豆腐脑怪最直接,把自己铺在饭上,和蛋炒饭融为一体,变成了“豆腐脑盖饭”。
三个失控种子,就这样被一碗蛋炒饭“驯服”了。
吃完后,餐具怪主动帮姜小勺洗锅,汤圆怪用身体擦桌子(虽然没桌子可擦),豆腐脑怪则把自己分成几块,堵住了隧道壁上的裂缝。
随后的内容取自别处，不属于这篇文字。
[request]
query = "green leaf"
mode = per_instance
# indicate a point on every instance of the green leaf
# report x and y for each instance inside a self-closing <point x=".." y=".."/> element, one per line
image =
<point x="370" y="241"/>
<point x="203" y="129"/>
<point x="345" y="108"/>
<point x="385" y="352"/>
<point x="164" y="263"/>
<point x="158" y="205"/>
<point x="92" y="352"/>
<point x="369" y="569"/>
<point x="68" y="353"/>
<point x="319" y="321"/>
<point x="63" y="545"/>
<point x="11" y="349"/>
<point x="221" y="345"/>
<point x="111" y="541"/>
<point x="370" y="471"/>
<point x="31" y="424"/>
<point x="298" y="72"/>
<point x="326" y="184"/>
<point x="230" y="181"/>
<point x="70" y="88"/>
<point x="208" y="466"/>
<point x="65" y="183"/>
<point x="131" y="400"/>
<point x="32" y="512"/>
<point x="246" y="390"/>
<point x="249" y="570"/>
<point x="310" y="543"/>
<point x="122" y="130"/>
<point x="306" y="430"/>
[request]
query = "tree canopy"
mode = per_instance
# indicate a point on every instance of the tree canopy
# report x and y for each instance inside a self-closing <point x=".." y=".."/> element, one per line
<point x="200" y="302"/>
锅灵看得目瞪口呆:“掌柜的,你这招……真是屡试不爽啊。”
“美食能化解仇恨,也能平息狂暴,”姜小勺收起锅具,“因为它们本质上,都是渴望温暖和连接的存在。”
隧道恢复了稳定。前方的光门已经完全形成,门内是一片纯白的光芒,看不到里面有什么。
该进去了。
姜小勺和锅灵走向光门,三个被驯服的怪物跟在后面,像是护送,又像是想跟着进去。
但在踏入光门的前一刻,姜小勺回头对它们说:“你们不能进去。归墟之地对你们来说太危险了。回时味居去吧,那里有好吃好喝的,还有愿意接纳你们的人。”
怪物们依依不舍,但还是听话地点头。餐具怪用刀叉手比了个“加油”的手势,汤圆怪滚过来蹭了蹭姜小勺的腿,豆腐脑怪分出一小块,变成护身符挂在他脖子上。
告别后,姜小勺和锅灵踏入了光门。
光芒吞没了一切。
再睁眼时,他们站在一片……废墟中。
不是想象中的高科技文明遗迹,也不是神秘的神殿,而是一片看起来普普通通的、像是某个古代村庄废墟的地方。残垣断壁,荒草丛生,只有中央有一口井——和时味居的井很像,但要大得多。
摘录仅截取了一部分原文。